Il y a donc encore aujourd’hui, pour les cœurs honnêtes et les esprits sérieux, un bien grave sujet d’étude dans tout ce que Turgot a écrit sur la manière la plus avantageuse d’assurer les revenus de l’État, et de répartir sur la communauté entière le tribut qu’elle se doit à elle-même pour subvenir aux dépenses publiques. Malheureusement, comme on le verra, les circonstances n’ont pas permis à l’illustre philosophe de donner un complet développement à ses idées sur la matière, ou bien l’on a à regretter la perte d’une partie de ses savantes méditations. Ces circonstances sont un véritable malheur, car quel homme avait jamais été plus digne, par le talent et par le caractère, de parler de l’impôt, que le vertueux ministre dont l’infortuné Louis XVI disait : « Il n’y a que lui et moi qui aimions le peuple ? » (E. D.)

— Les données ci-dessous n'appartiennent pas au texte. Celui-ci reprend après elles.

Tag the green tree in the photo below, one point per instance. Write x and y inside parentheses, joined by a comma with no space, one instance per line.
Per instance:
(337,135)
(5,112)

  1. Nous ne citerons que deux genres de faits pour justifier notre opinion à cet égard. Conçoit-on une atteinte plus positive à la propriété foncière, que celle qui empêche le propriétaire du sol de l’exploiter ainsi qu’il lui convient ? Cependant, le fisc prohibe la culture du tabac en France, uniquement pour nous faire payer 4 francs le demi-kilogramme ce qui aurait une valeur courante de 80 centimes sans le monopole. Conçoit-on une atteinte plus positive encore à la propriété personnelle, au droit du travail, que les entraves mises à l’exercice de certaines professions, restées libres dans les pays étrangers sans nul inconvénient pour l’ordre social ? Et enfin, que ces conditions diverses de savoir scientifique ou littéraire imposées pour l’admission à certains emplois publics avec lesquels elles n’ont aucun rapport ? (E. D.)